Catholics offer flowers and pray in front of a statue of St. Therese of the Infant Jesus at the Carmelite monastery in Nha Trang on Oct. 1. (Photo: UCA News)

Gifts from St. Therese

Bishop Minh also asked people to love, honor, regularly visit and together with local Carmelites pray for their families, communities and parishes since “the monastery pours roses, love, holiness and peace to all people.”

During the Mass where a young nun took vows, participants were given roses blessed by Bishop Minh as gifts from St. Therese, who said when she returned to Heaven she would pour roses onto the world.

Mother Marie Rose Eucharist Nguyen Thi Thu Hien said the monastery takes an important role in church life since many people visit and ask the nuns to pray for their needs and young vocations join the monastery.
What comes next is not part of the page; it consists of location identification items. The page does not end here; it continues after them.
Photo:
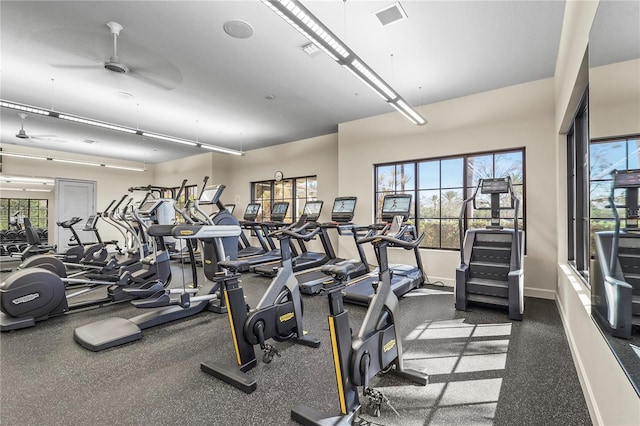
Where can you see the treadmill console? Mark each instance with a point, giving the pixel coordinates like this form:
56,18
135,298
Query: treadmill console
495,186
211,194
396,205
149,207
279,211
626,178
251,212
343,209
312,209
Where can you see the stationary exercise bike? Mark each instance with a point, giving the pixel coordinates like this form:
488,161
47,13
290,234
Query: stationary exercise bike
277,316
377,348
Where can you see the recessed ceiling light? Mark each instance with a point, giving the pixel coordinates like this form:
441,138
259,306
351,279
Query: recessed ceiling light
124,96
238,29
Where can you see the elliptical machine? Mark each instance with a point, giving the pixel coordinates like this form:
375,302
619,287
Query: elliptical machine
377,348
278,316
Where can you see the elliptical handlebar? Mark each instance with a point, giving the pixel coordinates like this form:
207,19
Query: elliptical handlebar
397,242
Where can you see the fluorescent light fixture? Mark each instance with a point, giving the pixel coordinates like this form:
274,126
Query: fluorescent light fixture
68,161
408,112
169,138
24,108
96,123
133,169
25,179
110,126
82,163
222,150
300,18
31,157
26,189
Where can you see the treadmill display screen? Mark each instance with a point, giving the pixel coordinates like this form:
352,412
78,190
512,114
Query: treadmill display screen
251,213
279,211
211,194
343,209
495,186
312,209
149,207
396,205
627,179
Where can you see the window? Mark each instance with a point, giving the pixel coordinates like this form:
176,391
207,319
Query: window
604,157
12,209
577,190
297,191
440,185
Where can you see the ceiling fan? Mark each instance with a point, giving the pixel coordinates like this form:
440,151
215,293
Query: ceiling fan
22,134
158,71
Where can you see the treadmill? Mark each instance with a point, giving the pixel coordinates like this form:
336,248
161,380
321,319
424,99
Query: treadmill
306,259
404,278
249,223
278,214
311,281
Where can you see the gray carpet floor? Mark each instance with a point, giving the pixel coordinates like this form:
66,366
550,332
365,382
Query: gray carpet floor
484,369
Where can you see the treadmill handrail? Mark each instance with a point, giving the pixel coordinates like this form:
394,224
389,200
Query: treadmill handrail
463,212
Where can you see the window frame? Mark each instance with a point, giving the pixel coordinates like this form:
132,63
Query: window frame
289,189
465,189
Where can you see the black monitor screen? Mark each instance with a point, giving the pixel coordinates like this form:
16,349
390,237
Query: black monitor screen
312,209
627,178
344,205
91,221
149,207
252,209
495,186
211,194
279,211
343,209
396,205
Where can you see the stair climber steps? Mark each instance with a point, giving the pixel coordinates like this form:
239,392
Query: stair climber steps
487,300
488,287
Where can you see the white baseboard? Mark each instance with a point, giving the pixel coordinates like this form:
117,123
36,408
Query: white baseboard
580,369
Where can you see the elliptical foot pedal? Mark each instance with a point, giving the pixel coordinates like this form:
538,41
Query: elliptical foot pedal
232,375
106,334
8,323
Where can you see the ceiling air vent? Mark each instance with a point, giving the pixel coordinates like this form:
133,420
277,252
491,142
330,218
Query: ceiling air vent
391,14
310,48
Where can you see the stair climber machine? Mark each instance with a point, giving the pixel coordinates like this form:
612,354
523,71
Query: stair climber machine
615,292
218,239
490,271
376,349
278,214
404,278
278,316
312,280
305,259
249,224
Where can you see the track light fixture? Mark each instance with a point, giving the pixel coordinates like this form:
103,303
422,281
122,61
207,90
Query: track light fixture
103,124
300,18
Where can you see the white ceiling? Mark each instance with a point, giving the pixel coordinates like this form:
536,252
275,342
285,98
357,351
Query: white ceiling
211,87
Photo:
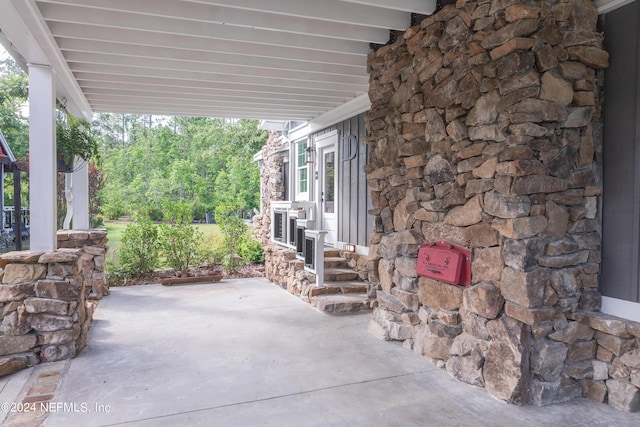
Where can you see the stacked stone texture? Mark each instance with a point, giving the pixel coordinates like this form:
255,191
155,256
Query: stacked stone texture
94,250
45,314
285,270
482,132
271,186
44,302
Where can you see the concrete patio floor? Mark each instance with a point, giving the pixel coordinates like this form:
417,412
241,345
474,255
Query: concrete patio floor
246,353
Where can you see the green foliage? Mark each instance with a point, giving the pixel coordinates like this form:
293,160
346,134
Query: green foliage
139,252
179,244
233,231
250,249
115,273
14,85
211,249
159,161
75,139
97,221
178,212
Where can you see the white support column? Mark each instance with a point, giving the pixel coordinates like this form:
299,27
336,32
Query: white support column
42,158
80,192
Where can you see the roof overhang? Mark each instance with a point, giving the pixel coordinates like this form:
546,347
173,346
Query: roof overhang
269,59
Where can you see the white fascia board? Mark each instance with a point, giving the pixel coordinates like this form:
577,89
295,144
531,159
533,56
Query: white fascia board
424,7
347,110
606,6
275,125
29,35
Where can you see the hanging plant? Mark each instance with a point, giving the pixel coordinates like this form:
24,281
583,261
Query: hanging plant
74,140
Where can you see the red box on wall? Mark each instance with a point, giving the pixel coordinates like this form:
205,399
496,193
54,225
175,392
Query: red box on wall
445,262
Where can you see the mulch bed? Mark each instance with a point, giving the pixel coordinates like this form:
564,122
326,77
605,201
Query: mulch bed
247,271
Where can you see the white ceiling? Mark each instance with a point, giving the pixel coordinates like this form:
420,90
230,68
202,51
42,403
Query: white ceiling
265,59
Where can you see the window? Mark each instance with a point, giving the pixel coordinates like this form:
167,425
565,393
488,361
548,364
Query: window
302,170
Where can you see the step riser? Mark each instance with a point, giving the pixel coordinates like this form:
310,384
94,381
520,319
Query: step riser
340,277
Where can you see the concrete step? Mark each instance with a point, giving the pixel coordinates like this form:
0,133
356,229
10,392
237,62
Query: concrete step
335,262
341,303
333,288
340,275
A group of French and Vietnamese Carmelites from France landed in Nha Trang in 1960 at the invitation of the late French Bishop Marcel Piquet Loi. Those nuns had fled from their monastery in Thanh Hoa, northern Vietnam, in 1955 to avoid war.

After the country was reunified under communist rule in 1975, all French nuns excluding Mother Marguerite Marie du Sacré Coeur were forced to leave the monastery.

Four French Carmelites arrived in Saigon (now Ho Chi Minh City) in 1861 and founded the first monastery in Vietnam. Later they established tens of monasteries in other places in Vietnam and other Asian countries.

Vietnam has eight monasteries with 260 Carmelites. The Carmelite monastery in Nha Trang now has 37 members.